After a long haul of process, the Whatcom County Council voted 4-3 approving the the South Fork Nooksack River Park. Over the past 20 years Whatcom County has acquired much of the land on the east side of the South Fork Nooksack River from the Saxon Bridge to the Mosquito Lake Road. Those acquisitions have been via donation, purchase and reconveyance. The park plan applied to four parcels: the Nesset Farm, the Overby Farm and the Galbraith Farm as well as 287 acres of county land that had been under Department of Natural Resources management. All told this will be a 890 acre park.

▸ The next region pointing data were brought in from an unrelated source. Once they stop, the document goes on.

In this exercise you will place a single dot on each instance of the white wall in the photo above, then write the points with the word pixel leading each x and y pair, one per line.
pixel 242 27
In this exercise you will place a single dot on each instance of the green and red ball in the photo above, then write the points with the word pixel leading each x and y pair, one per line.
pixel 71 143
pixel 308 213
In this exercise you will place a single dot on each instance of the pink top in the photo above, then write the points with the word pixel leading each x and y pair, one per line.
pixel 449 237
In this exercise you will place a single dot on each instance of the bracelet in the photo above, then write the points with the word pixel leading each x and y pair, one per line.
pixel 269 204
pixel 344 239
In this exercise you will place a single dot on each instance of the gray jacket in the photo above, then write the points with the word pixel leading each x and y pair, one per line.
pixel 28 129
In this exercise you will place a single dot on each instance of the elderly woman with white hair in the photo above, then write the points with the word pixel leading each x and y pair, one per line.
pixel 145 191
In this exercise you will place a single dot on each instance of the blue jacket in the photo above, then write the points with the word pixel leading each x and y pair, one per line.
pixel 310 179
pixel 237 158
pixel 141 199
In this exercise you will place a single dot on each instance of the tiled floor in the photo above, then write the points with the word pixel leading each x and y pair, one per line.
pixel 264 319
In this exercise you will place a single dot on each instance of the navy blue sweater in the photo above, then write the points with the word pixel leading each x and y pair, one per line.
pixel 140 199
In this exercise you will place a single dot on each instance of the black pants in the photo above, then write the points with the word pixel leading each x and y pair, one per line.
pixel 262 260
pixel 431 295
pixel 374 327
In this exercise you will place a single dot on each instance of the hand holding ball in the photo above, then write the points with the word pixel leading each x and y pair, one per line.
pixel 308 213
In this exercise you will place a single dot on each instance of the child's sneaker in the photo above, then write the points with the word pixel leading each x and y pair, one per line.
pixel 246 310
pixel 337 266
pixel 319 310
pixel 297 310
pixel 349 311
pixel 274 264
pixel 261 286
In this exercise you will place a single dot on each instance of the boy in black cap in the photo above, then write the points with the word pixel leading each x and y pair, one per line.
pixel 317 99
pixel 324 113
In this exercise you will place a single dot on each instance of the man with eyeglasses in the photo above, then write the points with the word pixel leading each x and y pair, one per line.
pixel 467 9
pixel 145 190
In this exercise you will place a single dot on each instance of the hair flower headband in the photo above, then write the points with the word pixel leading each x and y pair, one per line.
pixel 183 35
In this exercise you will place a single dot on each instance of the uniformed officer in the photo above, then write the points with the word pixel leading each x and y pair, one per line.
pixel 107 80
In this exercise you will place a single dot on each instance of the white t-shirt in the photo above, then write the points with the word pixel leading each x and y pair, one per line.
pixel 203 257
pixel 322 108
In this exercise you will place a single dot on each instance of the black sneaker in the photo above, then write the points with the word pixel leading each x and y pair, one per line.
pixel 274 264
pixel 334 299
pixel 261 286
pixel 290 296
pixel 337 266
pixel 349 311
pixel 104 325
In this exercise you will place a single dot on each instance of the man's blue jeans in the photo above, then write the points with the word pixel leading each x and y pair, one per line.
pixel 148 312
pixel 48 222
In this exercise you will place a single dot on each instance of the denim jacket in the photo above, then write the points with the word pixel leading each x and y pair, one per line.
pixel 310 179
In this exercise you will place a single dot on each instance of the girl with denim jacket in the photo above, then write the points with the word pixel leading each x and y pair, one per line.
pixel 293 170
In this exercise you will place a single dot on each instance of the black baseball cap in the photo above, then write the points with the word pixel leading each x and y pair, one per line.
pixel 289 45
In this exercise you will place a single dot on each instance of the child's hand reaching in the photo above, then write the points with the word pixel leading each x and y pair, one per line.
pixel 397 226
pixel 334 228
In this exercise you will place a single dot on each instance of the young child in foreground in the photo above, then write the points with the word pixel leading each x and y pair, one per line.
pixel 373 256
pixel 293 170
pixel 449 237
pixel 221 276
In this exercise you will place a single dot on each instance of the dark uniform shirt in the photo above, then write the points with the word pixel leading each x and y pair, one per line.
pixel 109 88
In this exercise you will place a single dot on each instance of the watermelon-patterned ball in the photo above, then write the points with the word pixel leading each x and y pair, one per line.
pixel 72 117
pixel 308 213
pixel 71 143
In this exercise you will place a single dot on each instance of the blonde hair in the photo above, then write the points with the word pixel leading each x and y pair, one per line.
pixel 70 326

The motivations behind the land acquisitions have varied. In one case the property owner simply wanted to leave the land his family homestead in intact. Another donor wanted a particular stretch of land to remain forested. Some property was acquired in part for salmon habitat and elk habitat. Some was due to flood reduction programs. Access posed a challenge to part of the land and the county requested that Department of Natural Resources managed land be reconveyed to the county for park purposes.
The land acquisitions have been consistent with several broad but very important county policies: habitat corridor between the Northwest Cascades and the Salish Sea, endangered salmon (the South Fork Chinnok are the most endangered salmon species in the County), flood hazard reduction, and County park planning.

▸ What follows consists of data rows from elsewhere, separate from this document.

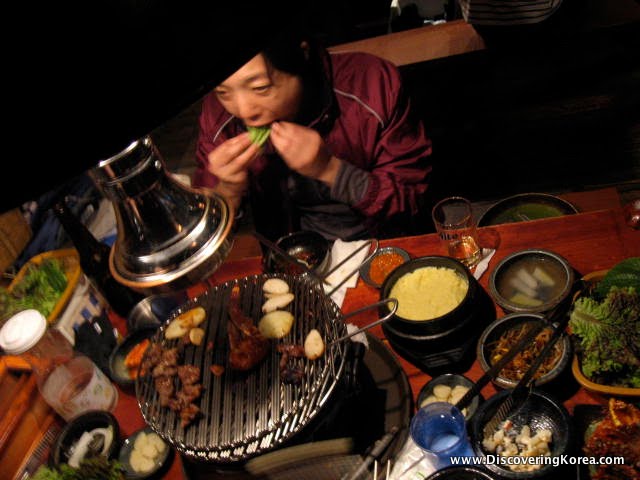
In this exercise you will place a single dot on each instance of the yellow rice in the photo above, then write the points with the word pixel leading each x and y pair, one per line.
pixel 428 293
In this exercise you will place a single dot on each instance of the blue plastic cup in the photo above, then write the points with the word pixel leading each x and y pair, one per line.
pixel 439 430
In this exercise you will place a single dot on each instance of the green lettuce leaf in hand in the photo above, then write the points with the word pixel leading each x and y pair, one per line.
pixel 259 135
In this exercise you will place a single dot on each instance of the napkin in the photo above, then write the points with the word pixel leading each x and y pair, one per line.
pixel 411 463
pixel 339 251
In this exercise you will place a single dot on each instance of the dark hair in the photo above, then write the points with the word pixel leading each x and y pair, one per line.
pixel 297 53
pixel 286 53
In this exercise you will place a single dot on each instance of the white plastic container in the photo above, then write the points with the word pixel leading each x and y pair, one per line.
pixel 70 382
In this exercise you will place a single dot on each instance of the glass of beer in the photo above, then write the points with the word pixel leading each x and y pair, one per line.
pixel 454 222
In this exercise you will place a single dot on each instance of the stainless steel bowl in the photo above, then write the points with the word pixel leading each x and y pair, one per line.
pixel 514 294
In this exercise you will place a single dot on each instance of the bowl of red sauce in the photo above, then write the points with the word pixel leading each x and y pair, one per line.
pixel 385 260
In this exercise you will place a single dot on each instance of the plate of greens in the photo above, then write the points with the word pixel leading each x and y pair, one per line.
pixel 605 326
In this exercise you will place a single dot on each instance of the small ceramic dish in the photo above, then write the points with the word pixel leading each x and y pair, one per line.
pixel 540 411
pixel 455 385
pixel 505 327
pixel 144 454
pixel 118 371
pixel 93 433
pixel 378 268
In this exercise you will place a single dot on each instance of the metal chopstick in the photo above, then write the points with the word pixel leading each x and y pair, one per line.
pixel 521 391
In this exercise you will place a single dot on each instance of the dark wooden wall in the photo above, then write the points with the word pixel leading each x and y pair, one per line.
pixel 539 110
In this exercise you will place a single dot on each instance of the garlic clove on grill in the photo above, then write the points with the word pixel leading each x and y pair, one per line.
pixel 276 302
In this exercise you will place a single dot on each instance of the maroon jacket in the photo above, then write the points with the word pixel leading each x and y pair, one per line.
pixel 366 123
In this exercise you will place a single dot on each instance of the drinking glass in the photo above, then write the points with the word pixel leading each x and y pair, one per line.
pixel 439 430
pixel 454 222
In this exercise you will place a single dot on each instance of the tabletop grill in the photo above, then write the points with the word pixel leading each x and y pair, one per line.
pixel 249 413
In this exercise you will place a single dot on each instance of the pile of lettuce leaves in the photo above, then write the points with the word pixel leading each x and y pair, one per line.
pixel 605 321
pixel 40 288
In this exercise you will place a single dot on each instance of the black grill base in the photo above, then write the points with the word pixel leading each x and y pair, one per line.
pixel 358 409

There are plenty of people that worked hard to get these lands into public ownership. The former private property owners themselves assisted greatly making this park work. The Whatcom County tax payers certainly should be given credit for supporting a conservation tax levee that provided the funds to acquire the land and develop it as a park. The Whatcom Land Trust cobbled together and aided greatly in putting together some of the exchanges. So, Why call out kudos to one council member? Well lots of people deserve kudos, but this park was approved by a 4-3 vote. Pete Kremen, Carl Weimer and Ken Mann all voted for the park. But that was expected. Sam Crawford's vote in favor of this park was expected as well. Did not surprise me one bit. It is entirely consistent with Sam's ongoing support of public lands.

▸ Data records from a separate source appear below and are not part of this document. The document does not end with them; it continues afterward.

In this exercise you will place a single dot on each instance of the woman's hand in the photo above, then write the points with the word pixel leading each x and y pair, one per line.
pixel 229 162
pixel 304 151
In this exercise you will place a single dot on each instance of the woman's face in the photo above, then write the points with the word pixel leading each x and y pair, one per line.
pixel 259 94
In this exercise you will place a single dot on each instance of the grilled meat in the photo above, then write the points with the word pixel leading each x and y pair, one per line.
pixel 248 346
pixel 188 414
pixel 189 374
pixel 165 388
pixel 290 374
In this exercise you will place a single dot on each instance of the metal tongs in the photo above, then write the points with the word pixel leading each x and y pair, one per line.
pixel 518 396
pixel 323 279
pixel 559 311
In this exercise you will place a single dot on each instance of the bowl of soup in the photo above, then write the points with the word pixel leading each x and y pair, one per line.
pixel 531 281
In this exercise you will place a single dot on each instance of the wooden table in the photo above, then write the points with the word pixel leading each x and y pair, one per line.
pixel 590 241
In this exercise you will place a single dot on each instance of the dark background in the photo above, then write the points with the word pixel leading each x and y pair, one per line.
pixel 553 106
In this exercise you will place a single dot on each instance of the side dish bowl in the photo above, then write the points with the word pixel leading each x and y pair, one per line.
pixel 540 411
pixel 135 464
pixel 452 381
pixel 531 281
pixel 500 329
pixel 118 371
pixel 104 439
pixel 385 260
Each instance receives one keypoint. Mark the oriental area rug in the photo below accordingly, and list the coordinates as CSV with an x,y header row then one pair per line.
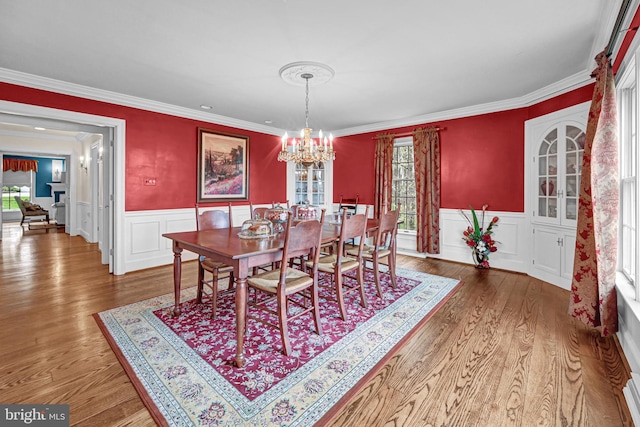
x,y
182,367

Regular readers of Reading the Washington Landscape may recall Sam Crawford's leadership regarding support for the San Juan National Conservation Area HERE and HERE. But here is why I think Sam Crawford should be called out for extra credit for the South Fork park. We live in a society where we readily break into our tribal camps. We tend to assign various political leaders into a tribe. Sam Crawford 's tribe is a property rights tribe - they are not very keen on land use planning or development regulations. But something to think about: Maybe that type of thinking can be off set by supporting public land and the stewardship of that public land for community benefit. Maybe if we had more land in public ownership, we would not need to have so many land use rules. Maybe Sam Crawford sees a better path.
Regardless of the above tribal speculation, I know this: There would be no South Fork Park plan without Sam Crawford.